By Kellen Caldwell
I have a great passion for riding bikes no matter what discipline. I began mountain biking three years ago, and only started road biking a year ago. My first experience racing mountain bikes was in 2017, and my first road race was last year. The first member of Athletic Mentors I met after joining the team was Terry Ritter. Terry has been a huge help with team related questions and he has also provided me with a lot of opportunities to improve my skills. I met my teammate Dan Yankus last summer. I still remember the first ride we did through Kensington Metropark. During that ride, I learned a lot other cyclists as well as about Team Athletic Mentors’ long history. These rides last summer with Dan made me a better rider both physically and mentally.
Toward the end of last summer, Dan offered to train me. I can’t even explain how much of a difference this has made in my fitness and riding ability. On one of our last training rides together before the cross country season started, Dan and I talked about my goals for the coming season. In the early season, I raced the Barry Roubaix gravel road race. I finished third in my age group. I wanted to make it my goal to win that race in my age group and maybe even over all.
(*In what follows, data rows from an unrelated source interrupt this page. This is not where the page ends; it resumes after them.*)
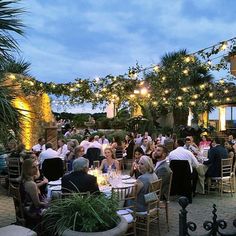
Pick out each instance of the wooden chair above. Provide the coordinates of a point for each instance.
(166, 203)
(127, 207)
(121, 163)
(96, 164)
(144, 219)
(14, 171)
(82, 194)
(15, 193)
(225, 180)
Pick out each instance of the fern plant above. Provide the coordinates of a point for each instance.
(94, 213)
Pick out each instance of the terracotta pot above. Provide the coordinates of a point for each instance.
(232, 60)
(120, 229)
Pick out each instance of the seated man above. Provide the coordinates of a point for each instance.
(79, 180)
(215, 154)
(162, 170)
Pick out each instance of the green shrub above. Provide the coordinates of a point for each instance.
(84, 214)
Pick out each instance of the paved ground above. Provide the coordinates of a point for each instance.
(199, 211)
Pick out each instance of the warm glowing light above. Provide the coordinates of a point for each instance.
(222, 117)
(187, 59)
(209, 62)
(202, 86)
(97, 79)
(11, 76)
(143, 91)
(25, 120)
(211, 94)
(224, 46)
(156, 68)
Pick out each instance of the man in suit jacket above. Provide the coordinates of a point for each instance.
(215, 154)
(79, 180)
(162, 170)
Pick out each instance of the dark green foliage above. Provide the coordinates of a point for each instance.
(84, 214)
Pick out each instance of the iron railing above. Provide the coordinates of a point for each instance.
(213, 227)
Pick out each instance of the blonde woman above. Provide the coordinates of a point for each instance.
(146, 168)
(109, 162)
(31, 197)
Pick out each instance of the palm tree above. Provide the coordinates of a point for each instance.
(10, 23)
(175, 74)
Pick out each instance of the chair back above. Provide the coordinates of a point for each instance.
(93, 154)
(181, 181)
(226, 167)
(53, 168)
(154, 187)
(14, 168)
(19, 211)
(170, 182)
(96, 164)
(124, 195)
(82, 194)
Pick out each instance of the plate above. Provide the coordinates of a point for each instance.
(129, 181)
(56, 182)
(123, 177)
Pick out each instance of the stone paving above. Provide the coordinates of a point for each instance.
(199, 211)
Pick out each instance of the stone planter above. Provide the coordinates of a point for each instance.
(120, 229)
(232, 60)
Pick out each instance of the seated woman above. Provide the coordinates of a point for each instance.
(109, 162)
(31, 197)
(204, 143)
(148, 175)
(134, 168)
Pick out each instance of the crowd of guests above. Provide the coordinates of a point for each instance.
(145, 158)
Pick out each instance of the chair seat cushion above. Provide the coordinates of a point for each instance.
(127, 215)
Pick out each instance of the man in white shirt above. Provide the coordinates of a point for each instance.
(103, 140)
(180, 153)
(85, 143)
(40, 146)
(47, 154)
(144, 144)
(147, 136)
(95, 143)
(162, 170)
(62, 150)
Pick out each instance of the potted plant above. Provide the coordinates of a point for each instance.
(232, 60)
(79, 215)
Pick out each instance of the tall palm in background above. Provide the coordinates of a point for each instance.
(170, 80)
(10, 24)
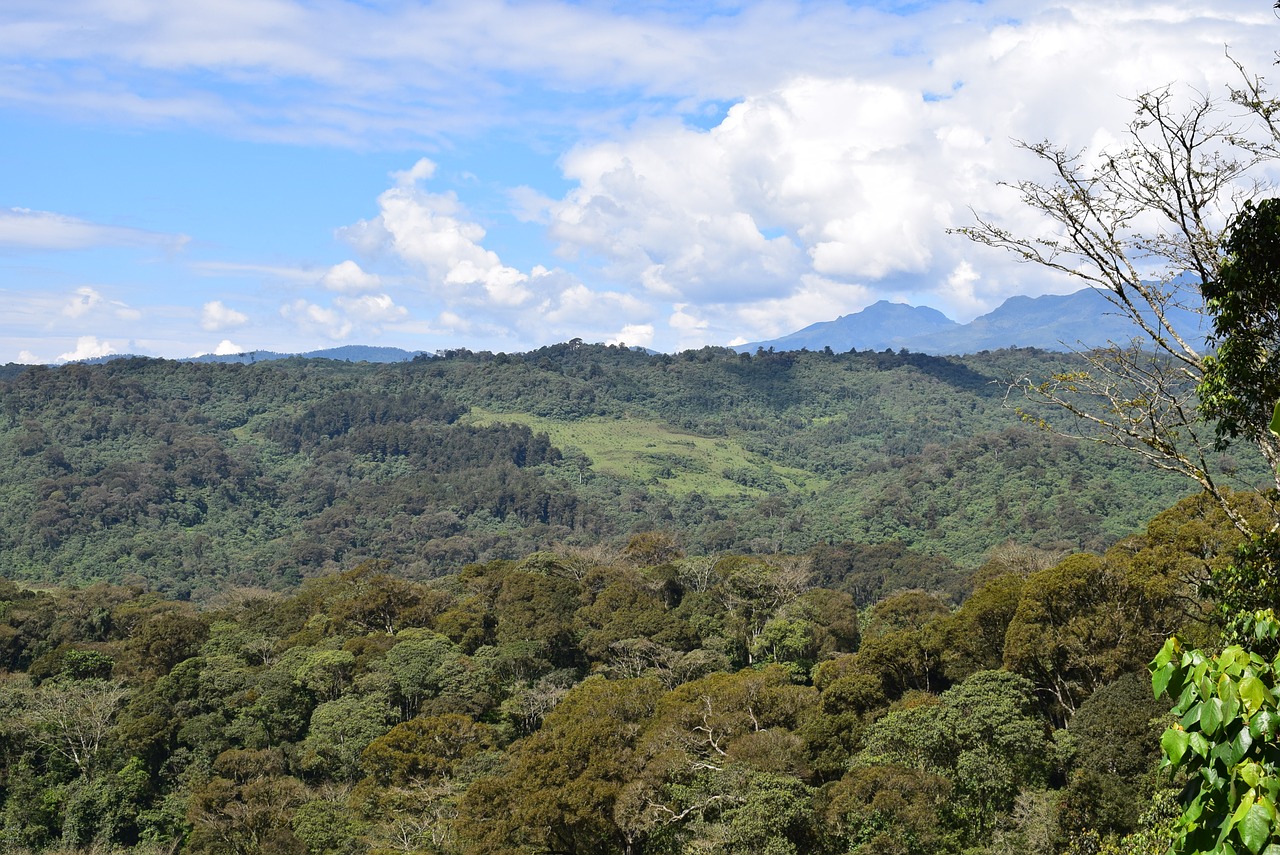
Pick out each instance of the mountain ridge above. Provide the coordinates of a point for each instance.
(1060, 323)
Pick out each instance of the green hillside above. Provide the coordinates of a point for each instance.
(190, 476)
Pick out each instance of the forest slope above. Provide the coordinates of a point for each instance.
(195, 475)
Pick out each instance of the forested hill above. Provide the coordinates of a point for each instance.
(197, 475)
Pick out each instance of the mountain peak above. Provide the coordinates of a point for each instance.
(1051, 323)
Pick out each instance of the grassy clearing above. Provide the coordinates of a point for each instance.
(650, 452)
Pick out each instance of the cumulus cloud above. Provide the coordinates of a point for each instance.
(371, 309)
(430, 231)
(27, 229)
(348, 278)
(215, 316)
(88, 347)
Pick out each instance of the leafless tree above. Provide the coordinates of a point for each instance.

As fall turned to winter, I realized I would have to make the Zwift program my best friend for the next four months if I wanted to achieve my goals at Barry Roubaix. Luckily, I was also blessed with the opportunity to go to North Carolina for the annual team camp. Down in NC, I met Ross DiFalco, Jared Dunham, Bobby Munro, Elaine Sheikh, and a former team member, Scott Hoffner. It was great to go to NC not only because it’s beautiful, but it offered team bonding, quality training, and was much better than sitting on a bike in my basement.
The countdown to Barry Roubaix flew by… and before I knew it, I was at the peak of my training load… at around one hundred and twenty hours of for the off season. After hours of Dan’s workouts and online races, it was finally here: Race week! This week was very stressful for me. I was losing sleep over questions about my competition. When I asked Dan about the race and especially about my contenders, he simply reassured me saying, “You will be fine.” This kind of brought me back down to Earth, and I started thinking about really how much work I had done to get to this point. I thought, if anything bad happens to me at this point, then it is out of my hands.
Then came race day. Me and my family arrived in the beautiful Hastings countryside in the early morning. There was a slight chill and a breeze. I got my number plate, warmed up, and met up with a couple of my teammates. Before I knew it, start time was here. I hurried to the start to get the best spot possible, tried to eye up my competition, but then remembered that it was irrelevant. From here to the end of my race it was just me and my bike, a bond that couldn’t be broken. After standing and waiting for about five minutes I knew who was there and who wasn’t. Thirty seconds till start I said my goodbyes. Then, we were off!
My main focus within the race was to keep track of my competitors and make sure that I didn’t make the same mistake as last year and let one slip away into the cluster of people as they passed by. This time I kept track of them. I tried to stay up front to make sure I would be the first into Sager Road (the gnarly two track section of the course), and luckily I was. A kid my age by the name of Max, a renowned cyclocross rider, got onto Sager right behind me. We came out of there together with our battle scars. Eventually we formed a group of six riders breaking away from the main group. We stayed away for the rest of the race.
Max was still in the break and he was my only competition left for the top podium spot. We entered the last pavement strip before making our way into town. I sat up front and kept looking back to see if anyone was going to make a move early on, we came up the last hill and we could see the stop light from there. Still up front, and knowing I’m not much of a sprinter, I decided to make the move once we hit the stoplight. We made our way into the final turn “guns a’ blazin’”. I was mashing my pedals into the ground. In this brief moment before the finish, I thought about how disappointed I’d be to come this far to lose. I poured all my might into that sprint, and at the end of the day, I accomplished my goal. I finished first in the juniors and tenth overall. This was so rewarding.
An important lesson we can all learn from this is that it’s important to believe in yourself, but it’s also important to have faith in others. For example, not once did I doubt that the work Dan was having me do was absolutely necessary. Who knows what shape or disadvantage I could have been in if I had not listened to his instruction.
I would like to thank everyone on or off of this team for their contributions to this success: My mom and dad for driving me to these special places beyond southeast Michigan, my teammates for showing me the ropes, Terry for his support, and a special thanks to Dan Yankus for being an awesome coach, mentor, and teammate. I’m excited to see how he can possibly shape me into a better athlete in the future! Also, a big thanks to Cheryl Sherwood for organizing all of the team’s wonderful events! I look forward to the rest of the 2019 season with Athletic Mentors!